Altogether, the mapping prevented 21,297 potential new redundant categorizations in the process of generating the ESN's file MRSTYE. For example, the semantic type Enzyme has a new parent Amino Acid, Peptide, or Protein. Enzyme was assigned to 19,226 concepts. Meanwhile, Amino Acid, Peptide, or Protein was assigned to 18,941 concepts among the 19,226 concepts. Organic Chemical, the parent of Amino Acid, Peptide, or Protein, was assigned to 88 concepts among the 19,226 concepts (researchers are, in fact, divided over whether nonprotein substances such as catalytic RNA should be considered enzymes or merely considered to produce enzymatic activity). The new IS-A relationship would have made these assignments redundant categorizations if the mapping did not prevent the assignments of the new parent and ancestor. ▶ shows all the potential new redundant categorizations prevented by the mapping. Column 2 shows the number of concepts in the child semantic type. Column 3 shows the new parent(s) (or ancestors) of the child semantic type, the assignments of which would become redundant categorizations. Column 4 contains the number of prevented redundant categorizations with respect to the different new parents or ancestors.
Table 6.
Redundant Categorizations Involving Two Semantic Types Having New IS-A Links
Child ST | No. of Concepts | New Parent (Ancestor) Semantic Type | No. of Joint Concepts |
---|---|---|---|
Organism Attribute | 2,381 | Physiologic Function | 14 |
Injury or Poisoning | 30,778 | Disease or Syndrome | 556 |
Pathologic Function | 105 | ||
Enzyme | 19,266 | Amino Acid, Peptide, or Protein | 18,941 |
Organic Chemical | 88 | ||
Vitamin | 1,208 | Pharmacologic Substance | 948 |
Organic Chemical | 644 | ||
Chemical Viewed Structurally | 1 | ||
Total: 4 | 53,633 | 8 | 21,297 |
Another example is Vitamin, which has two new parents in the ESN (▶): Organic Chemical and Pharmacologic Substance. Among the 1,208 concepts assigned Vitamin, 644 were also assigned Organic Chemical, and 948 were also assigned Pharmacologic Substance. The mapping also prevented these potential redundant categorizations.
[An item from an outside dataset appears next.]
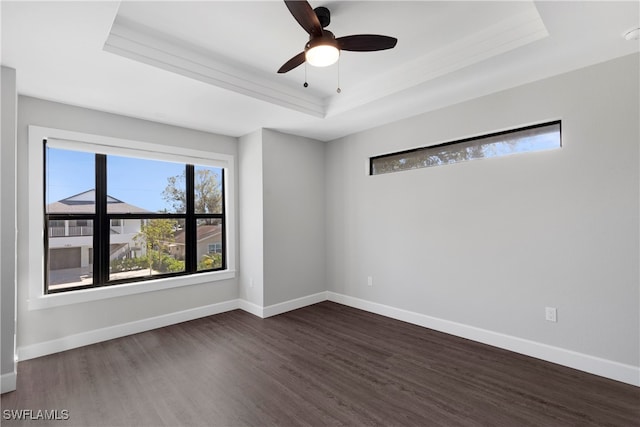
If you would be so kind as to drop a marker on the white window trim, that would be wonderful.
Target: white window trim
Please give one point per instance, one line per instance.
(37, 299)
In total, the mapping avoids the generation of 26,950 (= 5,653 + 21,297) redundant categorizations in the construction of MRSTYE. The value 26,811 (= 5,514 + 21,297) is a good upper bound estimate on the number of concepts that had been assigned multiple semantic types in the SN but now have only one semantic type in the ESN. (The value 5,514 is used rather than 5,653 because there were 139 redundant categorizations that were duplicate in the sense of involving the same concept as another redundant categorization.)12
Discussion
Comparing the ESN to the SN
The ESN has about 13% more IS-As than the SN (149 vs. 132). In contrast, the increase in the number of relationships is only about 4.8% (314 + 12 = 326 new relationships). The main reason for the relatively low impact of the extra IS-As on the increase in the number of relationships in the ESN is the position of these IS-As in the ESN. Most of the semantic types with multiple parents are leaf semantic types or parents of leaves. Thus, most of the increase in relationship numbers happens at leaf semantic types where no further inheritance occurs and the expansion is limited.
Obviously, maintenance of the multiple subsumption hierarchy of the ESN is more complex than that of the two-tree hierarchy of the SN. However, knowledge representation techniques improved from the time the UMLS was initiated, and this maintenance can be handled properly. In our view, the more accurate model of the ESN, including the extra relationships and removed assignments discussed in this paper, clearly outweighs the enhanced programming needed to handle multiple subsumption.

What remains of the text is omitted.